Some of those reasons include buying a prohibited asset, making a transaction involving a disqualified person, or participating in a transaction that could qualify as self-trading. Therefore, it is important to know what types of investments are prohibited, who is considered a disqualified person, and how to make investments in your plan without being guilty of self-management. If the owner of an IRA made a prohibited transaction, the IRA is considered distributed as of January 1 of the year the transaction took place. Regardless of the amount involved in the prohibited transaction, the entire account is considered distributed and the owner of the IRA is subject to applicable taxes on the amount distributed.

The amount of the distribution is based on the fair market value of the account as of January 1 of the year in which the prohibited transaction was made. In addition, an early withdrawal penalty of 10% will apply if the owner of the IRA is under 59 years of age at the time of the transaction.

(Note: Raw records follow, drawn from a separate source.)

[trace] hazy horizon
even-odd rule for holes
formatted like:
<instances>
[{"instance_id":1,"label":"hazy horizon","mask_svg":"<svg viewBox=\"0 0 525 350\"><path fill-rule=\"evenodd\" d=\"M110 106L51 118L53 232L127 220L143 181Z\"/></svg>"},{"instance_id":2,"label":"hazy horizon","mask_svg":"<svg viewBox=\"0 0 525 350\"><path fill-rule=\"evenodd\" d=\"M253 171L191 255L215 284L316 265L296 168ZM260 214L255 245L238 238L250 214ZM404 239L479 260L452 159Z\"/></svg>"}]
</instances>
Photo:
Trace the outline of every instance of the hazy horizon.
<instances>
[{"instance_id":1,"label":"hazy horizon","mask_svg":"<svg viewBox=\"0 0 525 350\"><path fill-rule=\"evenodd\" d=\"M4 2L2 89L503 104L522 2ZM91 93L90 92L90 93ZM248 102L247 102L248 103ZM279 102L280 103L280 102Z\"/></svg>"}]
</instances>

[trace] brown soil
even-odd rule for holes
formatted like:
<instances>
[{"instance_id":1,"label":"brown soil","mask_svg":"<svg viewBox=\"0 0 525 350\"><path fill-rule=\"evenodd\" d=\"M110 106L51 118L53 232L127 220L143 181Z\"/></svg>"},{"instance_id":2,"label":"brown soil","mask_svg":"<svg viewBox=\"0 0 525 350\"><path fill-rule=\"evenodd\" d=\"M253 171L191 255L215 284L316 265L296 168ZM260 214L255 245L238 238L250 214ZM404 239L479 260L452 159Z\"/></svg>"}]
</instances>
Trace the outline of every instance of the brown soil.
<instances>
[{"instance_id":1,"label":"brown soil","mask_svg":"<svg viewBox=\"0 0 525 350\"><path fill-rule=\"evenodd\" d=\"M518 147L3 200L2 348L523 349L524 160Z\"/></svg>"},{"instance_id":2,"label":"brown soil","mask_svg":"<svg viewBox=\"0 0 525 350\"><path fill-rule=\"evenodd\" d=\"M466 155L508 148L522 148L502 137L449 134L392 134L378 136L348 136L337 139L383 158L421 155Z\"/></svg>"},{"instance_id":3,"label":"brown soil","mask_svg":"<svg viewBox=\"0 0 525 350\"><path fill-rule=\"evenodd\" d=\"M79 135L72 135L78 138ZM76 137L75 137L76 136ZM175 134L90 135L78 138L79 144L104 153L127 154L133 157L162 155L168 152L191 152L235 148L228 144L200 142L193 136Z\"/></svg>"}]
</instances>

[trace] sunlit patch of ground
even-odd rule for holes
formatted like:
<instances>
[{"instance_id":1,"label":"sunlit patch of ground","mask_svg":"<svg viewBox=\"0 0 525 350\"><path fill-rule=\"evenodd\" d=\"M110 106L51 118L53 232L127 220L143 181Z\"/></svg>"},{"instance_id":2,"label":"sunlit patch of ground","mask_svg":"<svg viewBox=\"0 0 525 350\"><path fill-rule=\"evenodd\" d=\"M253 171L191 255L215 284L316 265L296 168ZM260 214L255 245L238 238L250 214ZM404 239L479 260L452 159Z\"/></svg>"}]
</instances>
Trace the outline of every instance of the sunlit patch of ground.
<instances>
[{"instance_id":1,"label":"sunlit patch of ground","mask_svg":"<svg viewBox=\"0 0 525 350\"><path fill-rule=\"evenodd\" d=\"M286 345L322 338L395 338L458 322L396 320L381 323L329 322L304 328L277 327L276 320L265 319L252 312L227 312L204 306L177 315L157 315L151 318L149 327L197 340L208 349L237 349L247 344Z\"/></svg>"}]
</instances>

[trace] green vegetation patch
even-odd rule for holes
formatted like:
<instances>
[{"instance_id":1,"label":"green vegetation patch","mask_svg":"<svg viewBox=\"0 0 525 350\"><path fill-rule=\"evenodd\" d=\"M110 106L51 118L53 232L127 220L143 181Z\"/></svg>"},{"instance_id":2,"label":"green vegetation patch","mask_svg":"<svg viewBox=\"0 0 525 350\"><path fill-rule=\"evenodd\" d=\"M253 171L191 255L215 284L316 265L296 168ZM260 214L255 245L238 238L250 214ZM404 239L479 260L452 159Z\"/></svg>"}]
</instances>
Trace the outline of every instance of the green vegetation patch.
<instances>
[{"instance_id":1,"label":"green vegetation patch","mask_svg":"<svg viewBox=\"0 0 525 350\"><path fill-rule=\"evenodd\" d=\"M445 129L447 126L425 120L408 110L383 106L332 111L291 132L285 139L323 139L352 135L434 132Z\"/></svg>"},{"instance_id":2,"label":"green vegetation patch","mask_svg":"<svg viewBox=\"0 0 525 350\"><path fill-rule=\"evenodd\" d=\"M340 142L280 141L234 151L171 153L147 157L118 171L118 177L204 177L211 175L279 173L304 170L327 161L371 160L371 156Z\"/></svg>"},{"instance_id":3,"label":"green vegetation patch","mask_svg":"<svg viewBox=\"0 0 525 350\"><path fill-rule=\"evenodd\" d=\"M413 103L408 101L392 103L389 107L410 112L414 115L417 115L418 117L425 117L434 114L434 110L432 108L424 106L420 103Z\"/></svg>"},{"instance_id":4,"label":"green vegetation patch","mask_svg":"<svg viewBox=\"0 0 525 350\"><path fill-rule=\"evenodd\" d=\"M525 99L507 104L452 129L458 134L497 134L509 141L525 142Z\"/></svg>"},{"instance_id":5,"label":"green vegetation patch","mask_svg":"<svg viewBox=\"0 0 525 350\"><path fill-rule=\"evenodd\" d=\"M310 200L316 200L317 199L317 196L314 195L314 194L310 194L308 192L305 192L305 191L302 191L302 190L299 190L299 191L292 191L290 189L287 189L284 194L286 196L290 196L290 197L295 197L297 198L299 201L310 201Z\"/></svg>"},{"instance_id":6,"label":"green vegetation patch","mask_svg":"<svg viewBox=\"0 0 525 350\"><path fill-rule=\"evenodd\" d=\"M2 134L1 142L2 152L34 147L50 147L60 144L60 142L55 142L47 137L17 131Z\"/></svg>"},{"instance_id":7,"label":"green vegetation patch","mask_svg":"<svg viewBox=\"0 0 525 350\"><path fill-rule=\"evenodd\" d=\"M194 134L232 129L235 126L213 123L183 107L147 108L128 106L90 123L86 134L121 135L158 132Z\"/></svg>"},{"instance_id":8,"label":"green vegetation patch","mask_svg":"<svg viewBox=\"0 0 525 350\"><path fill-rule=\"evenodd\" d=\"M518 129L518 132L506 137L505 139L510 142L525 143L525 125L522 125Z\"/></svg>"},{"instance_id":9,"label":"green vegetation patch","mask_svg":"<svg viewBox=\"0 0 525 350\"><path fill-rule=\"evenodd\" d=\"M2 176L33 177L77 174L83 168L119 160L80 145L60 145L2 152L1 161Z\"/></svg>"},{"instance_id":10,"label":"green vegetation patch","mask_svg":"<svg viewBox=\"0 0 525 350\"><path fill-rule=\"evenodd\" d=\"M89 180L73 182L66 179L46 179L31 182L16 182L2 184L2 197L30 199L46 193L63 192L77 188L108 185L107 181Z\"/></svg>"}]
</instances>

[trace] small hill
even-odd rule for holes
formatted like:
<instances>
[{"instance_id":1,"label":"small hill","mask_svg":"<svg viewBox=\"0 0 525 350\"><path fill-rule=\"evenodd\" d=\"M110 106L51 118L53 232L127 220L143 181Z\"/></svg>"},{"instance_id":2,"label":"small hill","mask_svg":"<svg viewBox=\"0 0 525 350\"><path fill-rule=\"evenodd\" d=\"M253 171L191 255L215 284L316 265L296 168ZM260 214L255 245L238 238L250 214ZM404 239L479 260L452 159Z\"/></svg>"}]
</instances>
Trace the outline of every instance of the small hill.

Finally, taxes apply to all income and profits earned by the IRA after the prohibited transaction has been made. If a person other than the owner of the IRA made a prohibited transaction (for example, a broker, financial planner, or advisor hired by the IRA), an excise tax of 15% will apply to the amount in question.

If the owner of the IRA doesn't correct the prohibited transaction, a 100% penalty may apply. In general, a prohibited IRA transaction is any misuse of an IRA account or annuity by the owner of the IRA, its beneficiary, or any disqualified person. Generally, if the owner of an IRA or his beneficiaries make a prohibited transaction in connection with an IRA at any time of the year, the account ceases to be an IRA as of the first day of that year. In essence, prohibited transactions don't limit WHAT an IRA can invest in, but rather WHO you can transact with an IRA.

The difference between a self-directed account and a more traditional brokerage account is that the self-directed account allows for the broadest possible spectrum of investments that are not expressly prohibited. Using IRA assets to purchase property for personal use is considered a misuse of IRA assets and could result in disqualification from the IRA. Conducting prohibited IRA transactions can result in penalties, special taxes, and the loss of IRA status for your assets.